A few years ago, a read a great book by Timothy Laniak entitled, “Shepherds After My Own Heart.” It’s an overview of the pastoral tradition found in the Bible. I re-read the introduction tonight and I was struck by the following passage. I wanted to post it here so I could easily access it for use in a later sermon:

The apostle Paul assumed shepherds were among the Lord’s gifts to the church: “It was he who gave some to be apostles, some to be prophets, some to be evangelists, and some to be pastors (shepherds) and teachers” (Eph. 4:11). The pastoral role was central to the ongoing life of local churches in the Christian movement, just as it is today. Still, the biblical background of this pastoral language, especially in the OT, has been largely unexplored.

The title of this book comes from Jeremiah, one of several prophets who frequently applied the shepherd designation to Israel’s leaders. Through Jeremiah God promises, “I will give you shepherds after my own heart who will lead you with knowledge and understanding,” (Jer. 3:15). On the eve of the destruction of ancient Israel, the prophet was painfully aware that God’s chosen people had been misled by self-serving shepherd leaders. They were abused and abandoned not just by their kings, but also by their prophets and priests. The promise in this verse summarizes much of what will surface throughout our investigation. It illustrates what we will call a “divine preference for human agency.” The God of Scripture chooses regularly to engage humans in the tasks of leadership. Appointment by God implies calling, stewardship, and accountability.
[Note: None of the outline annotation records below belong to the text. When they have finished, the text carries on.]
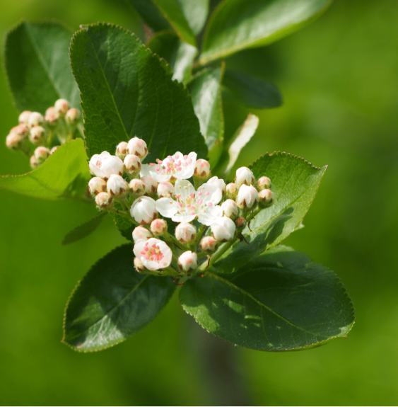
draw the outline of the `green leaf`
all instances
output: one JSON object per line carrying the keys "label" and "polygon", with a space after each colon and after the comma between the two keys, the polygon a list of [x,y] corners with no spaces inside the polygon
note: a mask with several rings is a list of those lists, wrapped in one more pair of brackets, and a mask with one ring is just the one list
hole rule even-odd
{"label": "green leaf", "polygon": [[41,113],[64,98],[80,107],[71,72],[72,33],[57,23],[23,21],[6,37],[5,67],[17,109]]}
{"label": "green leaf", "polygon": [[90,176],[81,139],[62,144],[38,168],[22,176],[0,176],[0,187],[25,195],[57,200],[84,196]]}
{"label": "green leaf", "polygon": [[310,208],[327,168],[315,167],[303,159],[281,152],[265,154],[249,168],[256,179],[263,176],[271,179],[274,202],[243,229],[249,244],[239,241],[223,243],[226,250],[213,265],[223,273],[236,271],[295,230]]}
{"label": "green leaf", "polygon": [[305,349],[346,337],[355,316],[336,274],[305,255],[279,246],[238,272],[188,280],[184,309],[205,329],[257,350]]}
{"label": "green leaf", "polygon": [[274,84],[228,69],[223,79],[223,98],[253,109],[277,108],[282,104],[282,95]]}
{"label": "green leaf", "polygon": [[188,86],[200,130],[209,150],[211,166],[215,166],[220,158],[224,135],[221,88],[223,71],[223,64],[211,69],[203,69]]}
{"label": "green leaf", "polygon": [[113,153],[134,136],[146,142],[149,162],[177,151],[206,156],[187,91],[136,35],[112,25],[86,27],[74,37],[71,60],[89,156]]}
{"label": "green leaf", "polygon": [[157,33],[146,45],[170,64],[173,81],[186,83],[191,80],[192,65],[197,52],[195,47],[181,41],[172,31]]}
{"label": "green leaf", "polygon": [[199,64],[273,42],[312,21],[331,2],[224,0],[214,11],[206,28]]}
{"label": "green leaf", "polygon": [[88,236],[100,226],[100,224],[103,222],[103,219],[107,214],[107,212],[103,212],[100,213],[98,216],[82,223],[77,227],[75,227],[75,229],[71,230],[65,236],[62,241],[62,244],[64,245],[74,243],[75,241],[78,241]]}
{"label": "green leaf", "polygon": [[132,246],[107,254],[78,284],[66,305],[63,342],[79,352],[127,339],[160,312],[177,287],[170,278],[134,268]]}

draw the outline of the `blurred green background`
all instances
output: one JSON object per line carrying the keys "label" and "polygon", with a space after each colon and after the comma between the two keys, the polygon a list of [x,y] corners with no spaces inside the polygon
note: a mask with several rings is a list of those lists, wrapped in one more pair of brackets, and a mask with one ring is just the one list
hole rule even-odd
{"label": "blurred green background", "polygon": [[[76,30],[98,21],[141,35],[117,1],[1,1],[1,35],[22,18]],[[329,164],[305,227],[286,243],[335,270],[353,299],[348,339],[304,352],[234,348],[197,328],[175,298],[139,334],[99,353],[62,344],[64,304],[90,266],[124,242],[110,219],[69,246],[90,205],[0,190],[2,405],[395,405],[398,403],[398,3],[336,0],[320,19],[230,67],[277,84],[238,164],[282,150]],[[16,50],[16,52],[18,50]],[[23,61],[21,61],[23,64]],[[0,134],[16,125],[4,73]],[[226,105],[226,137],[248,110]],[[29,171],[0,143],[0,173]]]}

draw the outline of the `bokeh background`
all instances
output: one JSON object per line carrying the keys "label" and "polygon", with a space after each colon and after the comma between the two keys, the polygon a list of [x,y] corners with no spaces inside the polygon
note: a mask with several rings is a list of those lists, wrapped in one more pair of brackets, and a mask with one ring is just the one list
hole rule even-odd
{"label": "bokeh background", "polygon": [[[106,21],[142,35],[136,15],[110,0],[2,0],[0,34],[22,18],[56,18],[75,30]],[[240,349],[197,327],[175,297],[124,343],[75,352],[61,343],[66,299],[124,240],[107,219],[62,246],[94,207],[0,190],[0,403],[396,405],[397,18],[395,0],[335,0],[302,30],[228,59],[272,80],[284,96],[280,108],[252,110],[260,125],[238,164],[282,150],[329,166],[305,227],[286,243],[342,279],[356,310],[348,339],[302,352]],[[248,111],[225,106],[226,137]],[[4,72],[0,112],[5,138],[18,114]],[[28,171],[27,160],[0,143],[0,173]]]}

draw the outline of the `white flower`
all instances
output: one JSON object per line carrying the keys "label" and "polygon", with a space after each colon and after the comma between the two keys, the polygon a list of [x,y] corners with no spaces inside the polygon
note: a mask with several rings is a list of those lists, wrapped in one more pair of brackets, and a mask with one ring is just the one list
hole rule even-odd
{"label": "white flower", "polygon": [[157,213],[155,200],[149,197],[137,198],[130,208],[130,214],[140,224],[149,224]]}
{"label": "white flower", "polygon": [[239,188],[236,203],[241,208],[253,207],[259,202],[259,193],[253,185],[242,185]]}
{"label": "white flower", "polygon": [[223,214],[217,204],[221,200],[221,190],[204,183],[195,191],[187,180],[175,182],[175,199],[164,197],[156,201],[156,209],[162,216],[177,222],[189,222],[194,219],[206,226]]}
{"label": "white flower", "polygon": [[164,241],[153,237],[148,240],[137,241],[133,251],[144,266],[151,270],[168,267],[172,258],[170,247]]}
{"label": "white flower", "polygon": [[94,154],[88,164],[90,171],[100,178],[109,178],[112,174],[123,175],[123,161],[107,151]]}
{"label": "white flower", "polygon": [[227,241],[233,238],[236,227],[234,222],[226,216],[216,219],[210,227],[214,239],[218,241]]}
{"label": "white flower", "polygon": [[251,185],[254,182],[254,176],[247,167],[240,167],[236,170],[235,182],[238,187],[243,184]]}
{"label": "white flower", "polygon": [[197,153],[189,153],[187,156],[177,151],[173,156],[168,156],[163,161],[157,160],[158,164],[144,164],[141,176],[149,176],[158,183],[168,181],[172,177],[178,180],[186,180],[194,175]]}
{"label": "white flower", "polygon": [[184,252],[177,262],[178,268],[181,271],[190,271],[198,268],[198,255],[190,251]]}

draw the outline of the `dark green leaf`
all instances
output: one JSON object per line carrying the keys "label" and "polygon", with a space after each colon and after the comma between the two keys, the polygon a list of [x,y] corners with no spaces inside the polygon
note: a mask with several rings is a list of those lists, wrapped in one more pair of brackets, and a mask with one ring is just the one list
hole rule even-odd
{"label": "dark green leaf", "polygon": [[282,104],[282,95],[274,84],[228,69],[223,79],[223,98],[254,109],[277,108]]}
{"label": "dark green leaf", "polygon": [[170,64],[172,80],[182,83],[191,80],[192,64],[197,52],[195,47],[181,41],[172,31],[157,33],[146,46]]}
{"label": "dark green leaf", "polygon": [[224,0],[206,28],[201,64],[262,47],[317,17],[331,0]]}
{"label": "dark green leaf", "polygon": [[24,21],[7,34],[5,66],[18,110],[44,114],[60,98],[79,108],[69,58],[71,37],[65,27],[49,22]]}
{"label": "dark green leaf", "polygon": [[310,208],[327,168],[281,152],[265,154],[250,168],[257,179],[263,176],[271,179],[274,202],[262,210],[242,231],[249,244],[239,241],[232,245],[223,243],[229,248],[213,265],[223,273],[236,271],[295,230]]}
{"label": "dark green leaf", "polygon": [[70,243],[74,243],[78,241],[81,239],[85,238],[91,233],[93,233],[98,227],[100,224],[103,222],[104,217],[107,214],[107,212],[103,212],[96,216],[95,217],[82,223],[81,225],[75,227],[74,230],[71,230],[68,233],[64,240],[62,241],[62,244],[69,244]]}
{"label": "dark green leaf", "polygon": [[74,37],[71,59],[89,156],[113,153],[134,136],[148,144],[147,161],[177,151],[206,156],[187,91],[134,34],[110,25],[86,27]]}
{"label": "dark green leaf", "polygon": [[281,351],[346,337],[352,302],[336,274],[305,255],[279,246],[233,274],[209,272],[185,282],[184,309],[205,329],[235,345]]}
{"label": "dark green leaf", "polygon": [[170,278],[137,273],[132,245],[100,260],[77,285],[66,305],[65,342],[75,350],[106,349],[148,325],[177,287]]}
{"label": "dark green leaf", "polygon": [[30,197],[86,200],[90,180],[81,139],[62,144],[38,168],[22,176],[0,176],[0,187]]}
{"label": "dark green leaf", "polygon": [[209,148],[211,166],[218,161],[224,135],[221,82],[224,66],[201,71],[189,84],[200,130]]}

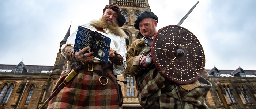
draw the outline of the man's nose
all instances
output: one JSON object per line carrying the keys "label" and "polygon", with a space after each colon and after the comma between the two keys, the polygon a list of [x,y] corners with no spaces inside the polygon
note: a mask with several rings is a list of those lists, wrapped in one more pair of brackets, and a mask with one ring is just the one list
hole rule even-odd
{"label": "man's nose", "polygon": [[142,25],[142,29],[146,29],[146,27],[144,25]]}
{"label": "man's nose", "polygon": [[109,16],[109,19],[113,19],[113,15],[110,15]]}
This short promise also speaks of a capacity to care for God’s flock with self-sacrificing diligence and compassion. It is not just “heart”, however, but “after my own heart” that matters. A good shepherd is one who sees what the Owner sees and does what the Owner does. He is a follower before he is a leader. He is a leader because he is a follower. The shepherds whom God judges in the Bible are those who forget that the people in their care are not their own.